Wiping the blood off with a convulsive swipe, Thomas checked his battery status. A third of a charge: enough to see him through an encounter or two. He could only hope it didn't come to that.
"Pike, where the hell is that damn base?"
"I'm looking at it, boss," the scout replied. "Another klick on your current path and you'll be on top of it."
"Copy that. Hold your position. We're on our way!"
Pike was a wraith hugging a rocky outcrop overlooking a massive landing field, festooned with lines of stubby winged fighter craft, several camouflaged towers and a number of defensive batteries. The scout turned to look at them as they approached and Thomas could feel it's attention touching his damaged leg. Then it was looking back at the base.
"Without Saber or Blade, we're not fighting our way in," it grimly noted.
"We could still send Steve," Lathe suggested, earning itself an indignant "Hey!" from the offended A.I..
"Why me?" Steve demanded to know.
"Because you're the only one of us without a specialization," Khan pointed out. "We don't actually need you. You're extra."
"Yeah, Steve, you're our expendable red shirt," Mace added.
"Fantastic," Steve darkly muttered.
"Not sure this is going to work anyway," Lathe indicated. "Without Chance we can't hack a ship's OS to take control."
"We might not need to," Mace said. When they all looked at in question, it mutely pointed into the base.
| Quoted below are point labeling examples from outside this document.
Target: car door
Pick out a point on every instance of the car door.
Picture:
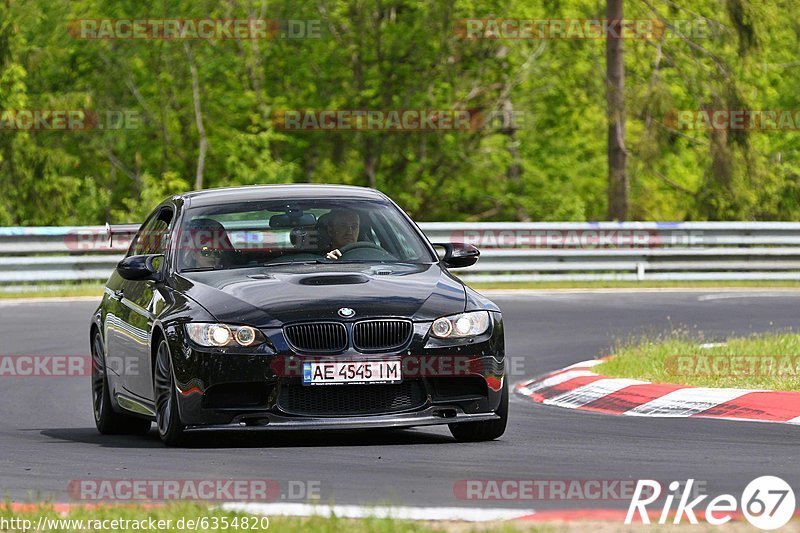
(117, 331)
(141, 301)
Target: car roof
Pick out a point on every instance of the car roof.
(278, 192)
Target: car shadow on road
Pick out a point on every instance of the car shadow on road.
(283, 439)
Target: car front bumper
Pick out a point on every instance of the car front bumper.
(245, 391)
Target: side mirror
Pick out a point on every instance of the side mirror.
(140, 267)
(459, 255)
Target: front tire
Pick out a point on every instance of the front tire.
(108, 421)
(483, 431)
(168, 420)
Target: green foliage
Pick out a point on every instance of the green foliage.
(401, 54)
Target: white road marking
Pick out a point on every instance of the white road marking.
(464, 514)
(555, 380)
(687, 402)
(591, 392)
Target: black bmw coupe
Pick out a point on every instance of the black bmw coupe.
(294, 307)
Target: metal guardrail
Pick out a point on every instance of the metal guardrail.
(510, 251)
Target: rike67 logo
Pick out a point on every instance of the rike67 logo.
(767, 502)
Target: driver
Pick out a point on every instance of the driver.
(343, 228)
(207, 238)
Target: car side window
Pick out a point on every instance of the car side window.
(153, 237)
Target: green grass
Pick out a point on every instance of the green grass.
(64, 290)
(61, 290)
(194, 511)
(767, 361)
(637, 285)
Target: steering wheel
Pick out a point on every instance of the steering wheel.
(359, 244)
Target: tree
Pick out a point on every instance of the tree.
(615, 95)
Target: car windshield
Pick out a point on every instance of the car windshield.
(280, 233)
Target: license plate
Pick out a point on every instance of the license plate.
(351, 373)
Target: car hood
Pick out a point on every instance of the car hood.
(270, 297)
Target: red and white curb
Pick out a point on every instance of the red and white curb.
(460, 514)
(450, 514)
(577, 387)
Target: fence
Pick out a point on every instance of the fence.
(510, 251)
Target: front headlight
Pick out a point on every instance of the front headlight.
(223, 335)
(461, 325)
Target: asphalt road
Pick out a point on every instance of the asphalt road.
(47, 435)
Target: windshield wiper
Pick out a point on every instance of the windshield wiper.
(304, 262)
(202, 269)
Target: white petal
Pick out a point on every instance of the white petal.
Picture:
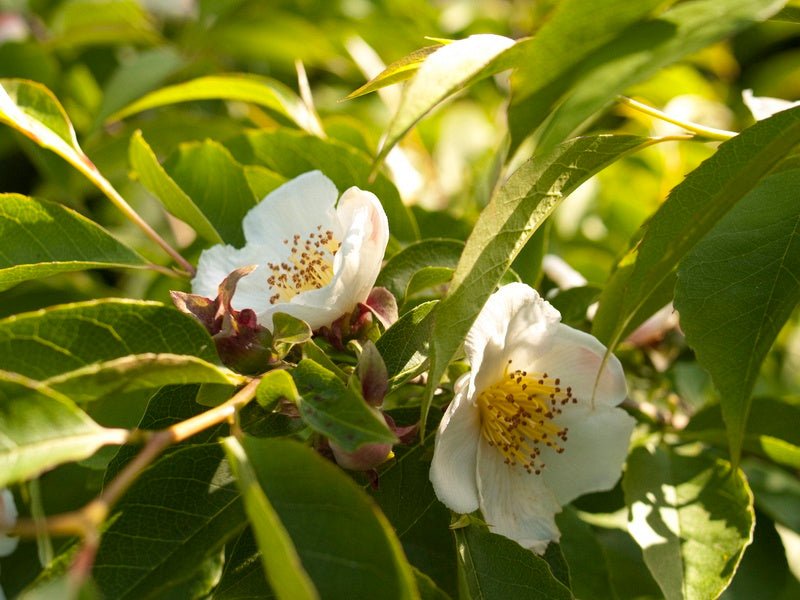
(595, 450)
(356, 264)
(514, 312)
(575, 357)
(515, 503)
(455, 454)
(296, 207)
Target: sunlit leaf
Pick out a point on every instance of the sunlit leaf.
(64, 338)
(216, 184)
(39, 238)
(398, 71)
(279, 557)
(192, 507)
(448, 69)
(344, 542)
(692, 514)
(263, 91)
(42, 428)
(693, 208)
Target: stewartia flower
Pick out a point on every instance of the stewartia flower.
(316, 259)
(524, 434)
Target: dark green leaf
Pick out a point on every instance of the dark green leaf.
(404, 346)
(492, 566)
(40, 238)
(279, 557)
(738, 287)
(544, 72)
(217, 185)
(42, 428)
(692, 515)
(189, 502)
(405, 495)
(400, 268)
(344, 542)
(155, 179)
(693, 208)
(588, 567)
(331, 408)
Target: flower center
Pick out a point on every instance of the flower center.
(517, 416)
(308, 266)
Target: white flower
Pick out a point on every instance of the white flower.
(763, 107)
(316, 259)
(523, 436)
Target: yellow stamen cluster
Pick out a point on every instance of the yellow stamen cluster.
(517, 416)
(308, 266)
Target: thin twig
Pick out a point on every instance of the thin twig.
(707, 132)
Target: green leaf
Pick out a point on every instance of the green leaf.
(400, 268)
(243, 578)
(344, 542)
(64, 338)
(217, 185)
(588, 567)
(40, 238)
(448, 69)
(404, 346)
(515, 212)
(777, 492)
(42, 428)
(292, 153)
(34, 111)
(693, 208)
(492, 566)
(771, 430)
(692, 515)
(406, 497)
(279, 557)
(189, 501)
(101, 22)
(544, 72)
(135, 372)
(334, 410)
(288, 331)
(738, 287)
(153, 176)
(634, 55)
(136, 77)
(274, 386)
(398, 71)
(428, 277)
(262, 181)
(255, 89)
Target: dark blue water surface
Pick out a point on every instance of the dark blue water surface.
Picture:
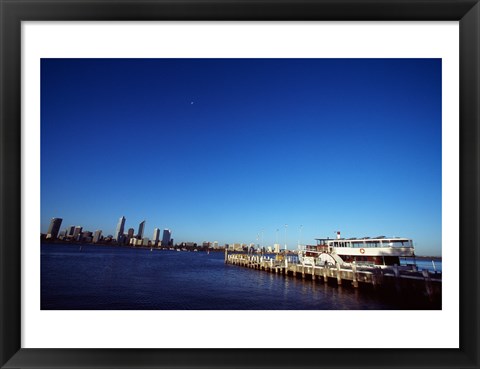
(120, 278)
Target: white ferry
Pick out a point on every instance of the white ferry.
(377, 251)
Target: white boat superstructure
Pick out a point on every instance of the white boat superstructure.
(376, 251)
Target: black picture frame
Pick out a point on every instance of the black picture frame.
(13, 12)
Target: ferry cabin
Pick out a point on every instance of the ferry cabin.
(377, 251)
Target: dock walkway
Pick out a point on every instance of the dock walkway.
(394, 278)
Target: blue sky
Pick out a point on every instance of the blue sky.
(221, 149)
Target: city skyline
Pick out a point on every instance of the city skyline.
(245, 146)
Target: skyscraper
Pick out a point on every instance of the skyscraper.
(120, 227)
(156, 236)
(141, 228)
(54, 227)
(96, 236)
(70, 231)
(77, 233)
(166, 237)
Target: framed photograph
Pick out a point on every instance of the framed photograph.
(239, 184)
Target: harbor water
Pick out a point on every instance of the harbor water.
(88, 277)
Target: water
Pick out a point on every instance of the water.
(120, 278)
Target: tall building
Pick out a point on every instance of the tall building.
(167, 234)
(96, 236)
(141, 228)
(54, 227)
(77, 233)
(70, 231)
(156, 236)
(120, 227)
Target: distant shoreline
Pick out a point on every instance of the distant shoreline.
(198, 248)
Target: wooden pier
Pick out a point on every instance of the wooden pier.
(393, 279)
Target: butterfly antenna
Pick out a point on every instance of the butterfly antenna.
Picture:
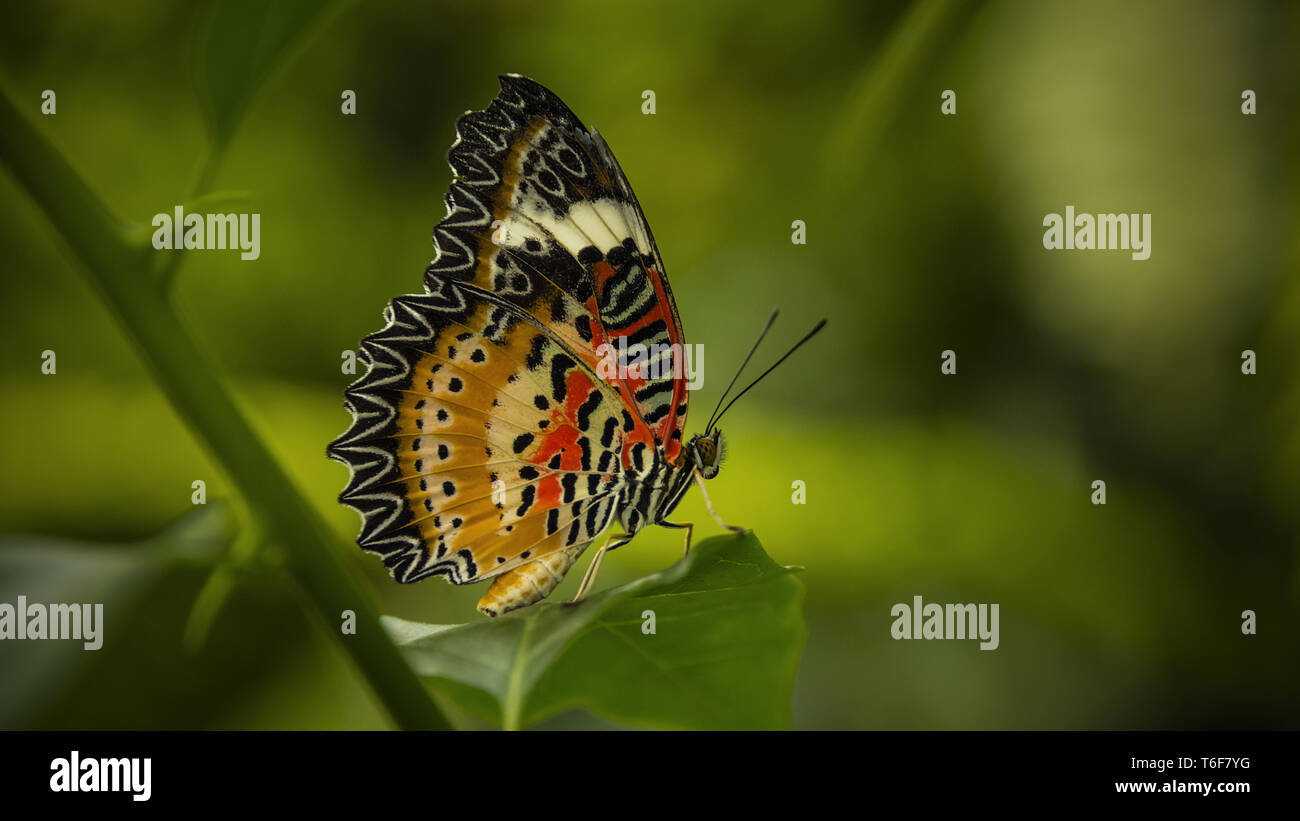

Following it's gesture, Thomas found himself looking at the battered but recognizable shape of a Protem cargo transport, along with a number of other apparently captured non-profit craft.
"They must've captured it during the drawback," Khan reasoned.
Abruptly the base exploded into activity with thick-shouldered Grom exploding out the support buildings to run towards the fighter craft.
"Think word of our presence has them spooked?" Steve asked.
As if in answer to it's question several muscular, swept-wing fighters dropped out of the sky with howling thrusters to take out a number of the defensive emplacements with well-placed missile strokes. That done, they stood on their tails and clawed their way up and out of sight.
"Those were Rigellian Silverhawks!" Khan exclaimed. "The alliance may have given up on Altair 3, but the Rigellians can't afford to."
"Never mind that," Thomas growled. "Let's use the distraction to get onto that transport!"
With Lathe rerouting the access pad opening a side door, followed by a brief but deadly firefight with the guards watching it, the small company found themselves inside just as the Silverhawks returned. They then used the second attack run as a distraction to sneak onto the captured freighter.
"Oh yeah, I can fly this," Steve confidentially said before looking back into the cargo bay where the rest of their company crouched. "Who's extra now, hey?"
"Shut up, Steve," Thomas directed. "Just get us ..."
He hit the deck hard as the Dust faded without warning.
"Boss!" he heard Pike shout. Then her hands were carefully picking him up and moving him to the transport's small but effective medical bay.
"Put him into hibernation," Khan directed. "That'll keep him alive until we can get him back to Rigel Prime."
'Sonofabitch,' Thomas thought as the hiber-meds made their frozen way into his failing body. 'These A.I. bastards saved me again, even with the Dust!' Then he drifted into unconsciousness, knowing that, against every conceivable odd, they had actually made it.